Such interventions distort the entire structure of asset prices and penalize/tax savers. Low nominal interest rates, even at low rates of inflation, can mean negative real rates. When interest rates are held too low, asset bubbles develop and investment funds are misdirected to unproductive uses; painful economic corrections always follow.

Monetizing government debt and controlling interest rates are long failed experiments in market socialism. Of course, the core purpose of central banks is to buy government debt so that government can continue fiscal profligacy.

Most economists still cling to Keynesian aggregate demand management as the miracle cure for a stagnant economy... believing central banks bureaucrats can actually stimulate real economic growth and lower unemployment by inflating the monetary base and prodding consumption. Thus, we hear that letting inflation exceed 2% could have social benefits that far outweigh the real costs, that consumption needs to be pumped up, that saving is harmful because it cuts aggregate demand, and that artificially low interest rates stimulate investment. Following Keynesian doctrine leads to economic decline... as should be obvious in observing the current U.S. and world economy.

Klausner - Can you identify these asset bubbles that are developing for me so I can become as rich as you by shorting them when they pop?

But given you believe that bubbles are caused by too low interest rates, you must also believe the corollary, that economies can be depressed by too high interest rates. I mean this statement is just the mirror image of the first surely. In which case we are in agreement that the Fed has a role in managing the economy, since they set interest rates. So given we both acknowledge the role of the Fed now we need to decide on a target for the Fed.
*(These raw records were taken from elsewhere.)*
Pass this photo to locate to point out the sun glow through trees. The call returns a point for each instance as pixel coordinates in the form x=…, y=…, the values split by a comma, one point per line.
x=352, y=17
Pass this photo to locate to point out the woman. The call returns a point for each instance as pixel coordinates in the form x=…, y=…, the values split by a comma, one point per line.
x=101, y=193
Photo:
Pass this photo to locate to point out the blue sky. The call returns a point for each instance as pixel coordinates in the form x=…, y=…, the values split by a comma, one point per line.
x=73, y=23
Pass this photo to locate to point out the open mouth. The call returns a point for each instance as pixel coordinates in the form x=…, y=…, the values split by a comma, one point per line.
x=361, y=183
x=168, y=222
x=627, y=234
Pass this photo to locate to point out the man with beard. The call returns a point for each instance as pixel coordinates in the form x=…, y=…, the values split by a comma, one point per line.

You suggest that inflation above 2% is not desirable, I agree with that, so I guess we can set the Fed the target of 2%. Or do I misunderstand you?

It is a fluid model, and the new money enters the system and is distributed unevenly in millions of complex transactions so the effects quickly become untraceable. We only know where the unsustainable activity was after its liquidation.

Having said that, I was skeptical of positive rates of return on bundled mortgages including $500K fixer-uppers in East LA. And some fund managers made a killing betting against their own clients' money in MBS's.

Some others to watch: derivatives on bundled auto/pawn-title loans (yes, they exist); student loans to students who have no business going to college; Canadian real estate. Of course, if your country's central bank is going to be the ultimate buyer of last resort, then you might want to dive in.

This is the problem with central banks. They are distorting market signals so nobody knows what assets are worth.

AG - its a fluid model sure - of course the world is complicated - but what do you want the Fed to do? Keep interest rates the same as now for ever? Lower them? Raise them? What indicators will they follow to decide if they are succeeding or failing and need to adjust rates? Keep in mind that we have agreed they can have a significant effect on the real economy.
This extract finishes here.